Repairing Victorian Landscapes - the Spring Plains Watershed Repair project

Beautiful but critically endangered Swift Parrots rely on the box-ironbark forests of central Victoria to sustain them through the winter. They migrate from their breeding grounds in Tasmania to feed on nectar flows that were once abundant and reliable but are no longer so. The forests are less healthy, biodiverse and productive than they once were due to increasingly prolonged droughts on top of a history of degradation through gold mining and timber cutting.

The Spring Plains Nature Conservation Reserve, on Taungurung country, in central Victoria is a local hotspot for Swift Parrots and other threatened species. However, its damaged soils are no longer porous enough to absorb rainfall, so less water is available to the landscape and its food webs. Like many other box-ironbark forests, the ecosystem is so damaged that it cannot recover without active restoration interventions.

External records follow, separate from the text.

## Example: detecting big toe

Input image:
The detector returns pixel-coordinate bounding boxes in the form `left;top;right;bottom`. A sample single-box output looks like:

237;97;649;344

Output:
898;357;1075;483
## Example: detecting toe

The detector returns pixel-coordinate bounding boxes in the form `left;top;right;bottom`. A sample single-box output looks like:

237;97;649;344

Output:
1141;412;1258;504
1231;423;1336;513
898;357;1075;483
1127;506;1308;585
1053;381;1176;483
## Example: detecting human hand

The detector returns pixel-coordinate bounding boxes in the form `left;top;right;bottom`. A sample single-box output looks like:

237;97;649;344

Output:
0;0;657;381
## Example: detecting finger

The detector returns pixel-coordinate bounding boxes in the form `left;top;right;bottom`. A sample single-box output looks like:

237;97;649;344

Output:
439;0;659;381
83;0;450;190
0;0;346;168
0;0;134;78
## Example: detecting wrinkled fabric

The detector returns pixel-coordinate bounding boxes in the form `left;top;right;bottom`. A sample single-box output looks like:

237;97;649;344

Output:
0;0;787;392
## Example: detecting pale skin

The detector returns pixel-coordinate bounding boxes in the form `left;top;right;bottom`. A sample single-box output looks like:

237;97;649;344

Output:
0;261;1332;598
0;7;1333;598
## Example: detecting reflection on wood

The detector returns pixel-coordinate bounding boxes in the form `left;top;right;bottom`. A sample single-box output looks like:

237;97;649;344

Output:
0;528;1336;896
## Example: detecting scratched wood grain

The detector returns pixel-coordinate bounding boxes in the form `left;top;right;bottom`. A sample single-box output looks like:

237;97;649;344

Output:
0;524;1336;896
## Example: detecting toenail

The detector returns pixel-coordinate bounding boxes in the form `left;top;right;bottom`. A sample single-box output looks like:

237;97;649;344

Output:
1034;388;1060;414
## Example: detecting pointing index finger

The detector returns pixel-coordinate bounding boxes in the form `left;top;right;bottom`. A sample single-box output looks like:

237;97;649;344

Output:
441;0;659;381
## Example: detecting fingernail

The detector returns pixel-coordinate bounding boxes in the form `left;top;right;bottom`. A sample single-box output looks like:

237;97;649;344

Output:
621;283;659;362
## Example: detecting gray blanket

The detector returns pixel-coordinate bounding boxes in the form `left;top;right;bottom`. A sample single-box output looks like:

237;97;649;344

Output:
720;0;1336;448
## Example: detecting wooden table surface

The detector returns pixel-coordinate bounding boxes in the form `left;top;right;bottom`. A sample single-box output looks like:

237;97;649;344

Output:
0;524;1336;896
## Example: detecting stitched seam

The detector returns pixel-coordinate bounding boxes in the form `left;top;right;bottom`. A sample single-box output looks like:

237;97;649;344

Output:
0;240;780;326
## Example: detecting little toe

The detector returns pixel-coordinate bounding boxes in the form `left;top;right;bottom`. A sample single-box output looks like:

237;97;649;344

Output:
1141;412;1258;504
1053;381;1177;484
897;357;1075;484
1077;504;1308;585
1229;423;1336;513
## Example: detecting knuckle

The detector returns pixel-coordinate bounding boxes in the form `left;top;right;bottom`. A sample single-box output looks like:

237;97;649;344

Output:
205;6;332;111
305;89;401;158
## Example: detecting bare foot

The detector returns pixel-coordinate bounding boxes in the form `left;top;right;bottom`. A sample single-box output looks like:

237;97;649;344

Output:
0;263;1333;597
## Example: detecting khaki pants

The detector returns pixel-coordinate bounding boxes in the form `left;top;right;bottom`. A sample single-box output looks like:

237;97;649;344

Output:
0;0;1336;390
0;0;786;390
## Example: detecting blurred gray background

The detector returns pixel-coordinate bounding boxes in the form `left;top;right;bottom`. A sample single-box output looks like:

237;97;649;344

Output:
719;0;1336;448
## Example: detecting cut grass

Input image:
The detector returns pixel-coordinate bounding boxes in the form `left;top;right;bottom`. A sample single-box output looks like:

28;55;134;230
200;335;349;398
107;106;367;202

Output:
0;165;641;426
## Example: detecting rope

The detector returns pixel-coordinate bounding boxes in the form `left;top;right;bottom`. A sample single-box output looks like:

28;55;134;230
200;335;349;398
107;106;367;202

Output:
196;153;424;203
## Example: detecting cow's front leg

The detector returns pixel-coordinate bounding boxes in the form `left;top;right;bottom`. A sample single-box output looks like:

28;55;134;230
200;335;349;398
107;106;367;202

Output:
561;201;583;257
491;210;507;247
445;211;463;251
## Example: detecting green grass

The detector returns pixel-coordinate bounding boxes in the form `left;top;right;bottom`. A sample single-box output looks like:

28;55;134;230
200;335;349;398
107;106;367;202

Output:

The Spring Plains Watershed Repair project will demonstrate the application of practical and innovative ecological restoration techniques to a 138-hectare catchment. The aim is to 're-set' the altered forest so that it can recover ecological health and better withstand the impacts of climate change. The measures are designed to make the land more absorbent (or less 'leaky'), and so more biologically productive.

The Project brings together the land's traditional Owners, the Taungurung people who want to heal Country, along with Parks Victoria, Birdlife Australia, and the Heathcote community.